Cells with or without treatments were washed with cold phosphate-buffered saline and harvested by scraping in radioimmunoprecipitation assay (RIPA) buffer containing protease inhibitor cocktail (Sigma-Aldrich). Total protein was extracted with RIPA buffer containing protease inhibitor for 30 min on ice. After centrifugation at 13,000 × g for 15 min at 4°C, protein concentrations were determined by Bio-Rad protein assay (Bio-Rad Laboratories, Inc.). A 40-µg quantity of total protein was subjected to 10% sodium dodecyl sulfate-polyacrylamide gel electrophoresis (SDS-PAGE) and then transferred onto a polyvinylidene (PVDF) membrane (Millipore, Bedford, MA, USA). After being blocked for 1 h with 5% non-fat milk in Tris-buffered saline and Tween 20 (TBS-T) at room temperature, the membranes were incubated with rabbit polyclonal anti-AQP5 (1:200; BA2200-2; Boster Biological Technology, Wuhan, China) or mouse monoclonal anti-GAPDH (1:5,000; TA-08; Zhongshan Golden Bridge Biotechnology Co., Ltd., Beijing, China) primary antibody at 4°C overnight. The membranes were then washed three times for 10 min each with TBS-T, and incubated with a 1:5,000 dilution of goat anti-rabbit (ZB-5301) or goat anti-mouse (ZB-5305) secondary antibody labeled with horseradish peroxidase (Zhongshan Golden Bridge Biotechnology Co., Ltd.) for 1 h at room temperature. Antibody binding was detected using an enhanced chemiluminescence (ECL; Millipore) detection system following the manufacturer's instructions.

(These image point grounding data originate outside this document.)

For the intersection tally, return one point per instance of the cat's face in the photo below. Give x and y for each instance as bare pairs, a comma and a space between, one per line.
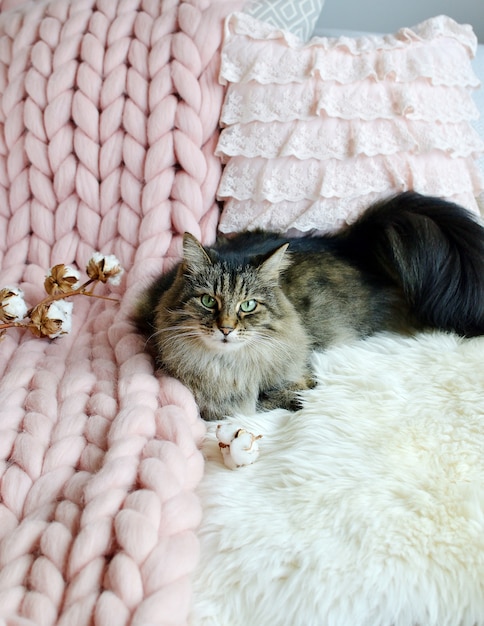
226, 305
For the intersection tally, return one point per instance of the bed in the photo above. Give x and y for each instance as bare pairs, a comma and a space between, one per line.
367, 506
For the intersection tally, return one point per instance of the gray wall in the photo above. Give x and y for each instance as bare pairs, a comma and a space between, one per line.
385, 16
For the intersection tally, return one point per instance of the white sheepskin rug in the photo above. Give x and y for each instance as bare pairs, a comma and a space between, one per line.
366, 507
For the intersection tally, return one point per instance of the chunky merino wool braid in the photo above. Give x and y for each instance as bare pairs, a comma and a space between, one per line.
108, 121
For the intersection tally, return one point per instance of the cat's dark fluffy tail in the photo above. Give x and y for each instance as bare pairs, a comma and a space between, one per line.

Small interfering (si)RNA transfection

A lentiviral vector (LV) expressing AQP5-siRNA and equipped with green fluorescence protein (GFP) and puromycin acetyltransferase protein (PACP) was constructed by Shanghai GenePharma Co., Ltd. (Shanghai, China). The provided control siRNA was used as a negative control (mock). 3AO cells were transfected with 30 multiplicity of infection (MOI) of AQP5-siRNA in the presence of 6 ng/ml Polybrene (Sigma-Aldrich). The medium containing the siRNA was replaced with fresh medium after 24 h transfection. Green fluorescence was observed after 48 h incubation. Then, cells were screened in medium containing puromycin (3 µg/ml; Sigma-Aldrich) for 3 weeks. Following the selection of transfected 3AO cells, in order to test the effects of AQP5-siRNA, AQP5 expression was detected by RT-PCR and western blotting.

Statistical analysis

The data are expressed as mean ± standard deviation (SD). Values were analyzed by one-way analysis of variance (ANOVA) and Student's unpaired t-test. P<0.05 was considered to indicate a statistically significant result.

Results

Effects of hyperosmotic stress on the proliferation of ovarian cancer cells

3AO cells were incubated with various concentrations of D-sorbitol, representing different osmotic pressures, for various times, and the inhibition of cell proliferation was measured by MTT assay. Results showed that 3AO cell proliferation was reduced in a dose- and time-dependent manner in hypertonic culture medium. When 3AO cells were treated with 200 mM D-sorbitol for 24, 48 or 72 h, the inhibition rate of cell proliferation was 10.08, 20.52 and 31.63%, respectively (Fig. 1).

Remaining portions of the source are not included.